Pero una de estas peleas fue la causa de la amistad entre el pequeño Kipps y Sid Pornick. Los dos chiquillos, contemplando un día una de aquellas escenas, cambiaron unos cuantos comentarios y entonces Kipps declaró que el padre de Sid era «un verdadero asno». Sid dijo que no lo era y Kipps repitió su afirmación. Entonces Sid dijo que con una sola mano podría vencer a Kipps, lo que éste negó no sin cierta vacilación interna. Los dos repitieron sus puntos de vista y el incidente hubiera terminado así de no haber pasado por allí el hijo del carnicero, que insistió en que se jugara limpio.
En vista de ello, los chicos se quitaron las chaquetas y estuvieron peleando hasta que el hijo del carnicero consideró llegado el momento de seguir su camino para cumplir el encargo de una pierna de cordero, hecho por Mrs. Holyer. Entonces, siguiendo sus instrucciones, se dieron la mano e hicieron las paces. Minutos después, orgullosos de haber merecido la aprobación del chico del carnicero, se sentaron el uno junto al otro en la acera y se contemplaron con un nuevo respeto. A los dos les sangraban las narices y los dos tenían un ojo amoratado. Ninguno había cedido y ninguno deseaba volver a pelear.

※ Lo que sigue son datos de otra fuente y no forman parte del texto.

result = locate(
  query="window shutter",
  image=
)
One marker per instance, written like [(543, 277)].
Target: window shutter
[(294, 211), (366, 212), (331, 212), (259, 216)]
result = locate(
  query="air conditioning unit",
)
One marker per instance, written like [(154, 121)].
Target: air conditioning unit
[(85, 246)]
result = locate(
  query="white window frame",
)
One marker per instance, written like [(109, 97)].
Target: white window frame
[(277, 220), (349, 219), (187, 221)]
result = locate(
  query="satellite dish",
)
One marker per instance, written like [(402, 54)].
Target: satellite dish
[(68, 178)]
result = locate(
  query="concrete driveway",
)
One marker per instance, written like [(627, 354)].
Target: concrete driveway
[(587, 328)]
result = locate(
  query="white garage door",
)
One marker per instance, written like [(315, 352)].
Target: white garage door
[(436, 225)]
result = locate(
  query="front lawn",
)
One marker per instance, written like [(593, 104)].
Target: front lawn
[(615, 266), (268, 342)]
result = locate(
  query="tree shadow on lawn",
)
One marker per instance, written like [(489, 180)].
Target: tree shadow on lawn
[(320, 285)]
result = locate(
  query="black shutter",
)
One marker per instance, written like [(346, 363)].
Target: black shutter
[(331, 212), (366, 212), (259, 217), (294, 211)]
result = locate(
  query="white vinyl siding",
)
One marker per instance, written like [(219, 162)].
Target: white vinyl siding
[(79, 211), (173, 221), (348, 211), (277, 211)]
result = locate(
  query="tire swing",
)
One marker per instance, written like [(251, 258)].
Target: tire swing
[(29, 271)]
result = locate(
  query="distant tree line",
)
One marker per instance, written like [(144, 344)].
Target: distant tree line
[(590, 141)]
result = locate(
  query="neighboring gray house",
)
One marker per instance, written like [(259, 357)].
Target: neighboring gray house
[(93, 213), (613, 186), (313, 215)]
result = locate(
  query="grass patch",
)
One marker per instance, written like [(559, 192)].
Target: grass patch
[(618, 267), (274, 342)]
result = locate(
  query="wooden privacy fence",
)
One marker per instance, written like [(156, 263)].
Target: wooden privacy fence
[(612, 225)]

Fue un excelente comienzo. Después de aquel primer encuentro, ni los atributos de sus familiares ni su valor relativo en las peleas, se interpusieron entre ellos, y si faltaba algo para hacer completa su mutua simpatía, descubrieron que los dos compartían el mismo aborrecimiento hacia el mayor de los Quodling. El mayor de los Quodling ceceaba, usaba un absurdo sombrero de paja y tenía el cutis sonrosado. Además, iba a la escuela con una cartera de color verde claro, hecho ya de por sí despreciable. Se metían con él en la calle y le tiraban piedras y, cuando contestaba con amenazas («Mira, Art Kitpz, zerá mejor que lo dejez zi no quierez que te ajuzte laz cuentas»), intensificaban el ataque y le obligaban a huir.
Después de aquello, rompieron la cabeza de la muñeca de Ann Pornick, que se fue a su casa llorando. Sid recibió una paliza, pero, según explicó más tarde a su amigo, se había colocado un periódico en el sitio estratégico y en realidad no le hicieron ningún daño… Y Mrs. Pornick asomó la cabeza a la puta de la tienda y amenazó a Kipps al pasar. Y eso fue todo.